Wilfond's co-PI Katrina Goddard spearheaded the design of the study, he told Clinical Sequencing News this week.
"Historically, genetics has often been focused on reproductive decision making, rather than on disease," he said. "So Katrina really thought that this was an opportunity to learn about something the other [CSER] groups aren’t looking at.
"And it's especially interesting because all the other groups will potentially have to deal with carrier status as an incidental finding," said Wilfond. "So this project really allows us to reverse what's considered incidental and what's the primary focus of sequencing to learn more about how people think about this in a way that may also be relevant to other programs."

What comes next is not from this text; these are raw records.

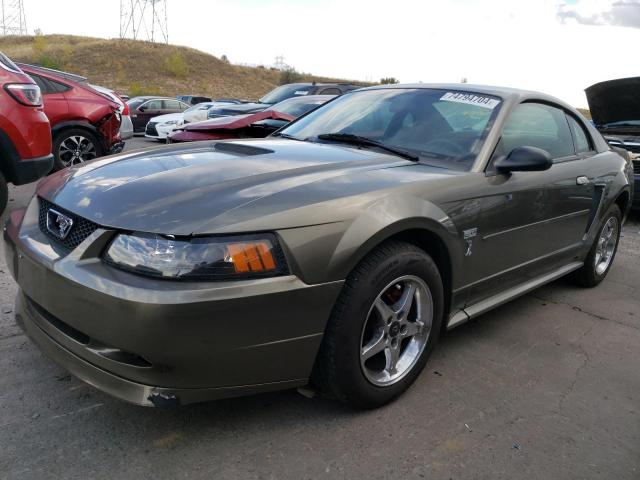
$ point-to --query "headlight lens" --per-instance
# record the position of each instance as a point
(203, 259)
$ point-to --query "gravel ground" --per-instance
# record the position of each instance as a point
(546, 387)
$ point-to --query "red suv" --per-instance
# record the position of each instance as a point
(85, 123)
(25, 134)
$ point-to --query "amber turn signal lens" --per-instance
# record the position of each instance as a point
(251, 257)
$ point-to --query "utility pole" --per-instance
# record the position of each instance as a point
(13, 19)
(144, 20)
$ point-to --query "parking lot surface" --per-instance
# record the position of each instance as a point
(546, 387)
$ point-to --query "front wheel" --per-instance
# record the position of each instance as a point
(603, 251)
(74, 146)
(383, 327)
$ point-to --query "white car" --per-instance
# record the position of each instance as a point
(161, 126)
(199, 112)
(126, 126)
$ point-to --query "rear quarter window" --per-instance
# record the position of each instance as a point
(538, 125)
(581, 137)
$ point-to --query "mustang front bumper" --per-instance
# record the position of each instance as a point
(155, 342)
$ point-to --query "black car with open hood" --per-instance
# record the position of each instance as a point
(615, 110)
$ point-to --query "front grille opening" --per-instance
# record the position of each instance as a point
(97, 347)
(68, 330)
(79, 232)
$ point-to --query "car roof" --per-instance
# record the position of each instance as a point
(506, 93)
(58, 74)
(308, 98)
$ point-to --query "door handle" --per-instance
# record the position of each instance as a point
(582, 180)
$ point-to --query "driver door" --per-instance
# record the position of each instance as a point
(531, 222)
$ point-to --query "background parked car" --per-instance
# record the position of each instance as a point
(282, 93)
(193, 99)
(126, 127)
(160, 127)
(25, 132)
(143, 109)
(199, 112)
(615, 109)
(85, 123)
(254, 125)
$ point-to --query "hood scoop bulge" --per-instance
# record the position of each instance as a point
(240, 149)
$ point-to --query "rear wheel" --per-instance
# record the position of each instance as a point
(600, 257)
(383, 327)
(74, 146)
(4, 193)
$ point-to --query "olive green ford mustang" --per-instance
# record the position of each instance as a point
(332, 254)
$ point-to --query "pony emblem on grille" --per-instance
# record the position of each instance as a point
(58, 223)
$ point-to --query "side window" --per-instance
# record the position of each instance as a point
(330, 91)
(44, 88)
(537, 125)
(153, 105)
(171, 104)
(581, 137)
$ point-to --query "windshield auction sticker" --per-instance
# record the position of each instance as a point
(471, 99)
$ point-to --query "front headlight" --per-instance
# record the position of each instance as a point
(200, 258)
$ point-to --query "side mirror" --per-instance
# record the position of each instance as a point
(524, 159)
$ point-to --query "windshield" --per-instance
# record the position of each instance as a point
(135, 102)
(286, 91)
(297, 106)
(623, 123)
(199, 106)
(443, 127)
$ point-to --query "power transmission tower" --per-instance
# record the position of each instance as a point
(144, 20)
(13, 19)
(279, 63)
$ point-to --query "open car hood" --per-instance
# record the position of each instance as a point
(237, 121)
(614, 100)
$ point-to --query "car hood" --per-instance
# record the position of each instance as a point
(202, 187)
(614, 100)
(240, 109)
(237, 121)
(166, 118)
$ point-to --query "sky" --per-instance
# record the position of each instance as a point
(558, 47)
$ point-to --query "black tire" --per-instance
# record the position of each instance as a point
(58, 162)
(337, 371)
(4, 193)
(588, 275)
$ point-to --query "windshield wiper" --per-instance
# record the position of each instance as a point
(364, 141)
(286, 135)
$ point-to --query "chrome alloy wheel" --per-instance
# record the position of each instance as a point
(606, 245)
(396, 330)
(76, 149)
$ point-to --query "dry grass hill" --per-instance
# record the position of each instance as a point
(135, 67)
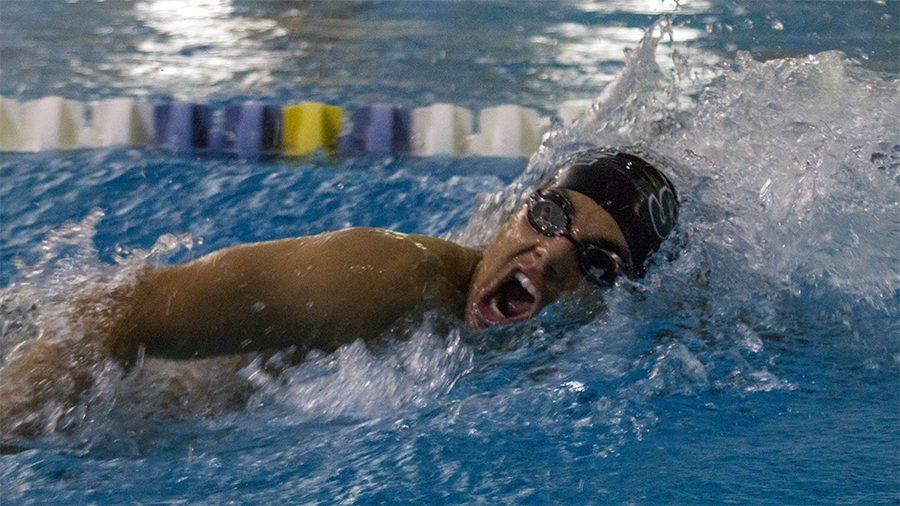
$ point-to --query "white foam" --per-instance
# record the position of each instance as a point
(440, 129)
(12, 136)
(52, 123)
(120, 122)
(507, 130)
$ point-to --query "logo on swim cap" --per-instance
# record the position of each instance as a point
(662, 208)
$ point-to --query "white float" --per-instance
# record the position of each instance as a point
(52, 123)
(507, 130)
(440, 129)
(120, 122)
(570, 110)
(12, 137)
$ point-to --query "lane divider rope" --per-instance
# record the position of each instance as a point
(254, 128)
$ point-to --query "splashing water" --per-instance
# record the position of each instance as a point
(782, 270)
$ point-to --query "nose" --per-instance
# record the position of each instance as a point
(555, 261)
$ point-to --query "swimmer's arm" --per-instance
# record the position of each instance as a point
(312, 292)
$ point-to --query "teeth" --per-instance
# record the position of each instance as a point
(527, 284)
(494, 306)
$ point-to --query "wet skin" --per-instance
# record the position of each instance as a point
(320, 292)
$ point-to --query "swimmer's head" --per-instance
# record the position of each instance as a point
(600, 215)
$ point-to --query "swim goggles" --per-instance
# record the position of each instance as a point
(549, 213)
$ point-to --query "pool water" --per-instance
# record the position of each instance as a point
(758, 360)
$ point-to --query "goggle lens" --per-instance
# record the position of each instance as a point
(548, 213)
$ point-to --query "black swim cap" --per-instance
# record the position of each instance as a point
(640, 198)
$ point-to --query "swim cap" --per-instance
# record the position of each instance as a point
(640, 198)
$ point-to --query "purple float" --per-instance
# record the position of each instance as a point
(379, 129)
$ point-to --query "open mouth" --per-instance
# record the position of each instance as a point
(516, 298)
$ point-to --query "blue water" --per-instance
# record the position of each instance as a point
(757, 362)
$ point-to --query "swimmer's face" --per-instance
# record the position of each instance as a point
(523, 270)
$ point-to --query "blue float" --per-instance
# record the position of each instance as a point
(182, 126)
(378, 129)
(250, 129)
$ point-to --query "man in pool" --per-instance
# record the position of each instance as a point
(600, 216)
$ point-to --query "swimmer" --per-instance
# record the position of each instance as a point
(599, 216)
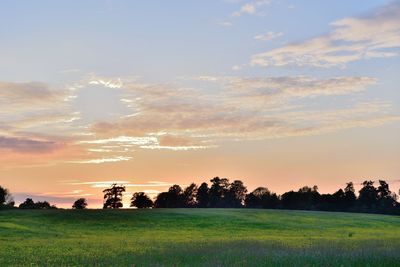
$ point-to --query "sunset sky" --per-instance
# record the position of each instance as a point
(278, 93)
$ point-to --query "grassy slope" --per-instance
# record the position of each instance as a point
(211, 237)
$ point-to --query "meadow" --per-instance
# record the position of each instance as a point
(197, 237)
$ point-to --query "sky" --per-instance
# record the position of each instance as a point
(277, 93)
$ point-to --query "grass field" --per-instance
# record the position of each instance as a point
(197, 237)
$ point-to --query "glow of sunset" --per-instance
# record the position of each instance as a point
(279, 94)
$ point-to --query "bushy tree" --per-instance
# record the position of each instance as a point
(261, 197)
(80, 204)
(189, 196)
(236, 194)
(141, 201)
(171, 199)
(6, 199)
(218, 192)
(30, 204)
(113, 197)
(202, 196)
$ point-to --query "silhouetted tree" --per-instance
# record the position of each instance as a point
(305, 198)
(43, 205)
(113, 197)
(368, 197)
(218, 191)
(6, 199)
(261, 197)
(189, 196)
(202, 195)
(27, 204)
(386, 199)
(80, 204)
(30, 204)
(171, 199)
(140, 200)
(236, 194)
(349, 196)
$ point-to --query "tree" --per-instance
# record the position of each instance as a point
(261, 197)
(349, 196)
(27, 204)
(202, 195)
(189, 196)
(305, 198)
(141, 201)
(113, 197)
(171, 199)
(386, 199)
(218, 192)
(368, 197)
(80, 204)
(30, 204)
(6, 198)
(236, 194)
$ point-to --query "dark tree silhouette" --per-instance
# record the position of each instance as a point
(368, 196)
(386, 199)
(202, 195)
(6, 198)
(141, 201)
(189, 196)
(261, 197)
(236, 194)
(218, 192)
(305, 198)
(349, 196)
(30, 204)
(80, 204)
(27, 204)
(171, 199)
(223, 194)
(113, 197)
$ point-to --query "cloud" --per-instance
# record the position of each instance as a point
(268, 36)
(101, 160)
(351, 39)
(239, 108)
(105, 184)
(29, 95)
(23, 145)
(250, 8)
(225, 23)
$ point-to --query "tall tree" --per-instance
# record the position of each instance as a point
(202, 196)
(349, 195)
(171, 199)
(261, 197)
(368, 196)
(236, 194)
(218, 192)
(113, 197)
(6, 198)
(141, 201)
(27, 204)
(80, 204)
(189, 196)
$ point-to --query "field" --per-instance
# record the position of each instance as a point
(197, 237)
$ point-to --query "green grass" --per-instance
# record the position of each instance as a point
(197, 237)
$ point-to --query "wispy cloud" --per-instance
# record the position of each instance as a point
(23, 145)
(250, 8)
(268, 36)
(101, 160)
(352, 39)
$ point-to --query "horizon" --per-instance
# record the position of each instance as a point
(267, 92)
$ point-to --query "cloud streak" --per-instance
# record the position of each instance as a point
(351, 39)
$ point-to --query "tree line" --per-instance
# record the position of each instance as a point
(221, 193)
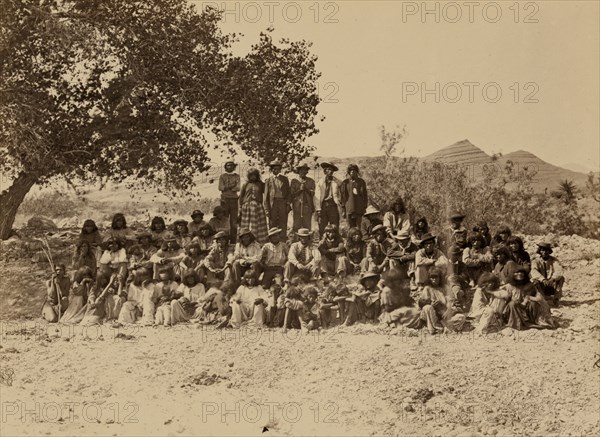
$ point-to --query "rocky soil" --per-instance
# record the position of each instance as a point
(363, 380)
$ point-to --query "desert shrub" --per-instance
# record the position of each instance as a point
(54, 205)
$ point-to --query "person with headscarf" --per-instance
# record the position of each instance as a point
(397, 219)
(158, 229)
(277, 199)
(327, 198)
(119, 230)
(518, 252)
(428, 257)
(547, 273)
(354, 197)
(252, 214)
(302, 194)
(477, 258)
(229, 186)
(505, 266)
(420, 229)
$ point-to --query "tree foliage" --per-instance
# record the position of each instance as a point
(140, 91)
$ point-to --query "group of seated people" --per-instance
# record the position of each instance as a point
(398, 277)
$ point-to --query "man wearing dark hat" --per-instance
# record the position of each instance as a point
(246, 255)
(547, 273)
(229, 186)
(354, 197)
(303, 193)
(327, 198)
(428, 257)
(454, 232)
(303, 258)
(197, 222)
(277, 198)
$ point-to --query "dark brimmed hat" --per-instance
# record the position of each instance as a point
(273, 231)
(328, 164)
(427, 237)
(244, 231)
(221, 234)
(367, 275)
(303, 165)
(303, 232)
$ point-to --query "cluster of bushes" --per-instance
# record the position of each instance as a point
(503, 197)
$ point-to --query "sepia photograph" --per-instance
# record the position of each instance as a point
(300, 218)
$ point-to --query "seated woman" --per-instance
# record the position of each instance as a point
(332, 250)
(246, 255)
(85, 256)
(488, 305)
(248, 304)
(505, 266)
(216, 304)
(119, 230)
(219, 261)
(133, 308)
(438, 307)
(396, 220)
(355, 251)
(518, 252)
(204, 238)
(398, 308)
(364, 304)
(378, 247)
(420, 229)
(547, 273)
(140, 256)
(181, 233)
(194, 260)
(82, 283)
(169, 310)
(114, 259)
(501, 237)
(191, 289)
(220, 221)
(427, 258)
(57, 294)
(477, 258)
(104, 300)
(169, 256)
(159, 232)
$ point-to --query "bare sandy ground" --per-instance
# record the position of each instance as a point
(192, 380)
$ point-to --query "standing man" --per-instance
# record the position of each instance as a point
(354, 197)
(303, 192)
(327, 198)
(229, 186)
(277, 198)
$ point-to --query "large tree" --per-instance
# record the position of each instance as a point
(138, 92)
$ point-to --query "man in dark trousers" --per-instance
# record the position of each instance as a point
(277, 198)
(327, 198)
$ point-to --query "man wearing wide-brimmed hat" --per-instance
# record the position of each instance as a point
(273, 258)
(547, 273)
(303, 193)
(303, 258)
(246, 255)
(451, 233)
(277, 198)
(428, 257)
(229, 186)
(327, 198)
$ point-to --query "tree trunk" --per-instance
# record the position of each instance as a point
(11, 199)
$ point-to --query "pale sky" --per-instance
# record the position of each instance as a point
(372, 55)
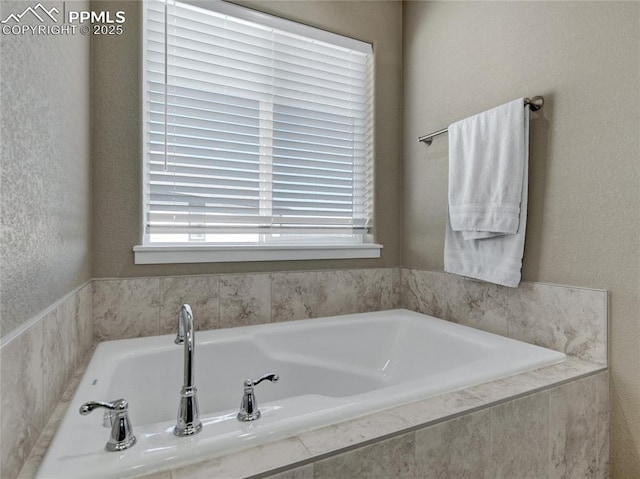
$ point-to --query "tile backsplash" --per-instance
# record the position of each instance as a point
(37, 363)
(563, 318)
(128, 308)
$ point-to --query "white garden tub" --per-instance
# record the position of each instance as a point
(330, 369)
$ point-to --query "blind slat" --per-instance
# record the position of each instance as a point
(257, 130)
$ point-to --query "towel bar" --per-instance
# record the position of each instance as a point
(534, 103)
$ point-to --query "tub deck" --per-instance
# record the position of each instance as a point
(326, 390)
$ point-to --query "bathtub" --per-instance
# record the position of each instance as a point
(331, 369)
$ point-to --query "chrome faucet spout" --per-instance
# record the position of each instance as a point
(188, 414)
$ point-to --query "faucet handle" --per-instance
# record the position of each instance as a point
(121, 432)
(249, 405)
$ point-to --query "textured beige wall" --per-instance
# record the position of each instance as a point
(116, 110)
(45, 184)
(584, 57)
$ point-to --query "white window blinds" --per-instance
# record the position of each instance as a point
(254, 125)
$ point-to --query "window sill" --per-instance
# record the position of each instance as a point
(241, 253)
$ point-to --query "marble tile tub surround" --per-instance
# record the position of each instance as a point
(567, 319)
(538, 434)
(36, 366)
(138, 307)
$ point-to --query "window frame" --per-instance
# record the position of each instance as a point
(326, 248)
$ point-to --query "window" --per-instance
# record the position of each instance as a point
(258, 130)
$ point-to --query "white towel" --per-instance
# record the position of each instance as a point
(498, 258)
(486, 159)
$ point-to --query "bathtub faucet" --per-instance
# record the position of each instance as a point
(188, 415)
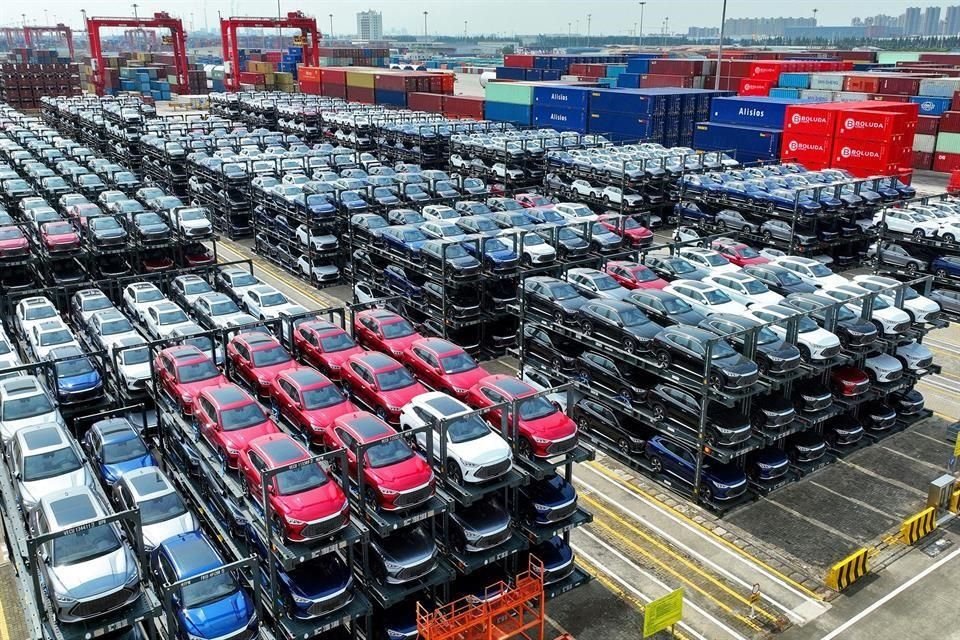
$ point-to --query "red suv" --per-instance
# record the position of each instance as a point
(383, 330)
(849, 381)
(183, 372)
(635, 233)
(543, 429)
(381, 383)
(325, 346)
(444, 366)
(257, 359)
(632, 275)
(308, 400)
(229, 419)
(395, 476)
(305, 502)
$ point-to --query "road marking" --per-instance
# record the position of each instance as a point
(653, 557)
(697, 528)
(701, 557)
(693, 605)
(890, 596)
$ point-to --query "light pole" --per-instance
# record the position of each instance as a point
(640, 39)
(723, 21)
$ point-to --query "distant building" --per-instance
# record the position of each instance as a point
(370, 25)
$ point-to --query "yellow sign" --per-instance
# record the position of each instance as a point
(663, 613)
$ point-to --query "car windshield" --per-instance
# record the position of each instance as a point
(387, 453)
(396, 329)
(535, 408)
(85, 544)
(398, 378)
(293, 481)
(336, 342)
(124, 450)
(49, 464)
(458, 363)
(209, 590)
(715, 296)
(563, 291)
(29, 407)
(197, 371)
(162, 508)
(243, 417)
(271, 356)
(175, 316)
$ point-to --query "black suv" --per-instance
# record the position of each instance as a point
(619, 322)
(556, 298)
(773, 355)
(688, 345)
(725, 427)
(603, 423)
(852, 331)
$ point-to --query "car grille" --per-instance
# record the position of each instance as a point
(492, 540)
(326, 527)
(415, 571)
(332, 604)
(562, 446)
(102, 605)
(414, 496)
(494, 470)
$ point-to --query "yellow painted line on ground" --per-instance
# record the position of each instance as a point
(652, 557)
(599, 468)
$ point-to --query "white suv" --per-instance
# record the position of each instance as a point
(474, 452)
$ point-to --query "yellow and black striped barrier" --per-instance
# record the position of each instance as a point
(849, 570)
(916, 527)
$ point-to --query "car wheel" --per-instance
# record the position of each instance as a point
(656, 464)
(663, 359)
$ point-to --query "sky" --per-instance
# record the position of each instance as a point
(609, 17)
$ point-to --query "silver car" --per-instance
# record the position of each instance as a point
(89, 572)
(45, 459)
(25, 403)
(162, 511)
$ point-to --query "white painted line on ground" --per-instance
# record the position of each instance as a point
(890, 596)
(624, 583)
(724, 548)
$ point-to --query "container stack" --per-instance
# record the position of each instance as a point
(22, 85)
(866, 138)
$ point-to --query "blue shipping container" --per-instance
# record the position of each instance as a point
(759, 142)
(560, 118)
(561, 96)
(505, 112)
(932, 105)
(751, 111)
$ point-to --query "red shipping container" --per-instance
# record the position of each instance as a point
(811, 150)
(949, 122)
(751, 87)
(922, 160)
(865, 84)
(518, 60)
(946, 162)
(929, 125)
(869, 125)
(432, 102)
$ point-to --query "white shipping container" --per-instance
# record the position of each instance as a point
(826, 81)
(942, 87)
(924, 143)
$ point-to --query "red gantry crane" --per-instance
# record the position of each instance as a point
(161, 20)
(59, 29)
(294, 20)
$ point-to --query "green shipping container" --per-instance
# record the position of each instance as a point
(510, 92)
(948, 142)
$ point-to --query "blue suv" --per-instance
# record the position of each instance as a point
(213, 608)
(719, 482)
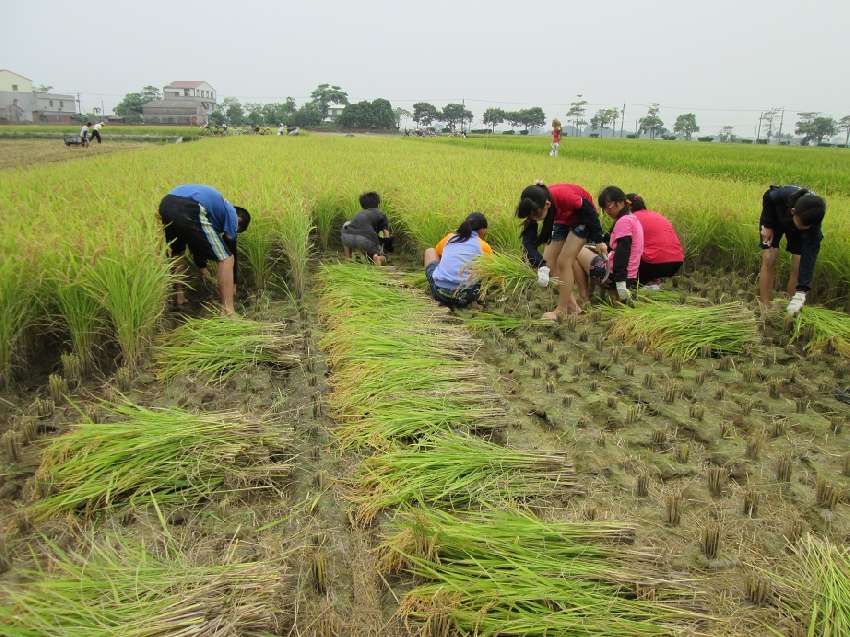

In the study, the team plans to enroll about 380 people. Using the Kaiser Health system to track its members, the researchers will be alerted when someone seeks out or expresses interest in carrier testing for a particular disorder.
The group will then be able to contact these individuals and offer them enrollment in the study, Wilfond said.
As part of the investigation, these 380 participants will be randomized to either receive standard carrier testing for the disease of interest to them, or to undergo whole-genome sequencing with analysis focused on about 100 inherited disorders.
Wilfond said that sequencing for the trial will be conducted in two parts in collaboration with Oregon Health & Science University and the University of Washington using Illumina machines.
UW will perform initial whole-genome sequencing, he said, and if that yields results that the researchers intend to return to participants in the trial, they will be confirmed by additional sequencing through a CLIA-certified laboratory at OHSU.
The study hopes to answer questions about how patients choose which results they want to receive both in the context of carrier status and incidental findings, and how the process potentially impacts healthcare decision-making.
To do this, the researchers will survey participants after they are randomized to receive results of either a single-disorder test or the study's sequencing protocol. A smaller group of 50 subjects will be followed more deeply and will receive a more extensive interview, Wilfond said.
The researchers will also track what impact results have on healthcare utilization. "We want to know things like does [being in the sequencing group] generate more doctor visits, tests, and things like that," he said.
Rather than offering participants a full menu of every analyzed gene for which they might be a carrier, Wilfond said the group has decided to group all 100 disorders into about four or five categories ranging from the most severe to the least severe.
Participants will be able to choose which of these subgroups they would like to receive results about.
"In the most severe, you might have something like Tay-Sachs disease," Wilfond said. "And on the other side would be things like hearing loss and blindness. Some people might want to know about all of the categories and others might be more selective."
Participants will also be able to choose whether, and how much, they would like to learn about incidental findings, Wilfond said. The researchers will report results back to participants in two stages: first, carrier status findings, and then so-called incidental results a few months later.
While the team expects to learn a lot about the process of offering this kind of sequencing-based testing in the context of carrier screening, Wilfond said that because of the relatively small number of subjects, the study may not reveal much about how people use such testing to inform their reproductive decision-making.
"We are starting to appreciate that the number of positive results in terms of carrier status might be smaller than we thought," he said. "We might not find many carrier couples for particular diseases, so while we'll have some anecdotal evidence, it will be preliminary in terms of the larger question of how people use this to make reproductive decisions."
"The main thing we are going to learn about is the process of offering this: what people want, how they understand what they get, and what they think it means," he said.